Positive Semi-Definiteness of Generalized Anti-Circulant Tensors

TL;DR

This paper extends anti-circulant tensors to generalized versions with a circulant index, providing conditions for positive semi-definiteness and showing they are SOS tensors in certain cases, thus excluding PNS tensors.

Contribution

It introduces generalized anti-circulant tensors with a circulant index and characterizes their positive semi-definiteness and SOS properties in specific cases.

Findings

Necessary and sufficient conditions for positive semi-definiteness.

Generalized anti-circulant tensors are SOS tensors in studied cases.
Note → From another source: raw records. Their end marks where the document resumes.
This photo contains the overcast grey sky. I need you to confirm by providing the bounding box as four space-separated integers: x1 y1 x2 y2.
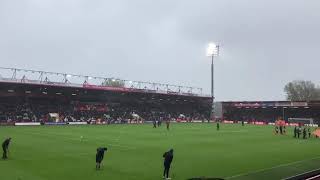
0 0 320 100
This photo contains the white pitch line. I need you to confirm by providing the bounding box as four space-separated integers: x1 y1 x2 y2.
21 132 137 150
285 169 320 180
225 156 320 179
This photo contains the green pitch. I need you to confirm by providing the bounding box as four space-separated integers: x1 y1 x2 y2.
0 124 320 180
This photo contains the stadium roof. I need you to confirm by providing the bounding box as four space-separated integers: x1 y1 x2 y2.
0 67 210 97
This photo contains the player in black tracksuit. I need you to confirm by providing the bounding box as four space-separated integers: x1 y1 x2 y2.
2 138 11 159
96 147 107 170
162 149 173 179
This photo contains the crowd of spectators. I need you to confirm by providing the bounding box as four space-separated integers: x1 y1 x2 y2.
0 99 208 124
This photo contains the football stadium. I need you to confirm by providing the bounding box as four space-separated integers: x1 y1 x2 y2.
0 68 320 180
0 0 320 180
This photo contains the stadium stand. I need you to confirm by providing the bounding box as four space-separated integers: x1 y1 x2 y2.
0 69 211 124
221 101 320 124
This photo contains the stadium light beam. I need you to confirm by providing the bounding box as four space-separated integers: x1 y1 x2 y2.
207 42 219 122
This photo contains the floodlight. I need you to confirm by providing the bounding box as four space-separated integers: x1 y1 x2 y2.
207 43 219 56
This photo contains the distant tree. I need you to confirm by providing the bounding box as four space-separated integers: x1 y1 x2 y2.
284 80 320 101
102 79 125 87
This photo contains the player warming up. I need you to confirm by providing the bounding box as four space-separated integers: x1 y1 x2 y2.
96 147 107 170
2 138 11 159
162 149 173 179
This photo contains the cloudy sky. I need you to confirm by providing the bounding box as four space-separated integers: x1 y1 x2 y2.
0 0 320 100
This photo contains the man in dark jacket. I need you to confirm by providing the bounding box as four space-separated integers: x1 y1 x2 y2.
302 128 307 139
2 138 11 159
294 126 298 138
96 147 107 170
162 149 173 179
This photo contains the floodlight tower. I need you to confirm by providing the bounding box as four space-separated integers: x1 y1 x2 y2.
207 42 219 121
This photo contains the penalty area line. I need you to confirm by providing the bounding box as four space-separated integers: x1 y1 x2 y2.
225 156 320 179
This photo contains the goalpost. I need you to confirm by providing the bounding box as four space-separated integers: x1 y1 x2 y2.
288 118 314 125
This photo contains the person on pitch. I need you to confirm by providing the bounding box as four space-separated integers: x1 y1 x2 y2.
293 126 298 138
302 128 307 139
166 119 170 131
2 138 11 159
162 149 173 179
96 147 108 170
153 120 157 128
297 127 302 138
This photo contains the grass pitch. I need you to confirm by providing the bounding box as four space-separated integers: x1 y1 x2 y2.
0 124 320 180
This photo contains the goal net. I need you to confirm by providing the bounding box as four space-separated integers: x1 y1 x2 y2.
288 118 314 125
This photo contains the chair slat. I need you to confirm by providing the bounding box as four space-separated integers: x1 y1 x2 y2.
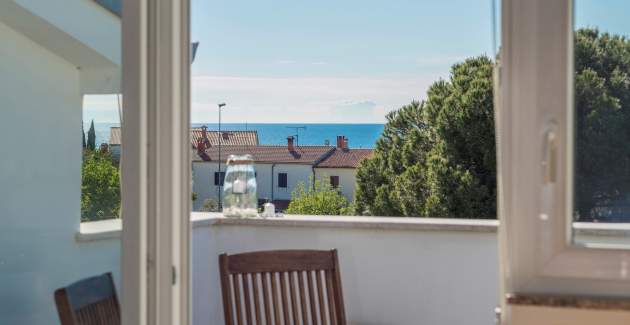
325 271 337 325
313 271 328 325
232 274 243 325
278 272 291 325
332 249 346 325
242 274 254 325
262 272 271 325
298 271 308 325
252 273 262 325
306 271 319 325
271 273 282 325
221 250 347 325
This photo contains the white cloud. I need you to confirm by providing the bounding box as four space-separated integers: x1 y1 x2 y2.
192 75 440 123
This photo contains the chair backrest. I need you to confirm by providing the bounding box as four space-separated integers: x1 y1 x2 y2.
55 273 120 325
219 250 346 325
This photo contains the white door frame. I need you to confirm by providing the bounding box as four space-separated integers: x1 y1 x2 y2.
121 0 190 325
496 0 630 306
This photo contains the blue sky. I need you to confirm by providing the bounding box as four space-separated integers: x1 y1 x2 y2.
85 0 630 123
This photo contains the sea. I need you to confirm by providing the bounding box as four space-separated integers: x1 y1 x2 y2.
89 122 384 148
No PNS Hankel tensors exist in these cases.

Abstract

Anti-circulant tensors have applications in exponential data fitting. They are special Hankel tensors. In this paper, we extend the definition of anti-circulant tensors to generalized anti-circulant tensors by introducing a circulant index $r$ such that the entries of the generating vector of a Hankel tensor are circulant with module $r$. In the special case when $r =n$, where $n$ is the dimension of the Hankel tensor, the generalized anticirculant tensor reduces to the anti-circulant tensor. Hence, generalized anti-circulant tensors are still special Hankel tensors. For the cases that $GCD(m, r) =1$, $GCD(m, r) = 2$ and some other cases, including the matrix case that $m=2$, we give necessary and sufficient conditions for positive semi-definiteness of even order generalized anti-circulant tensors, and show that in these cases, they are SOS tensors. This shows that, in these cases, there are no PNS (positive semidefinite tensors which are not sum of squares) Hankel tensors.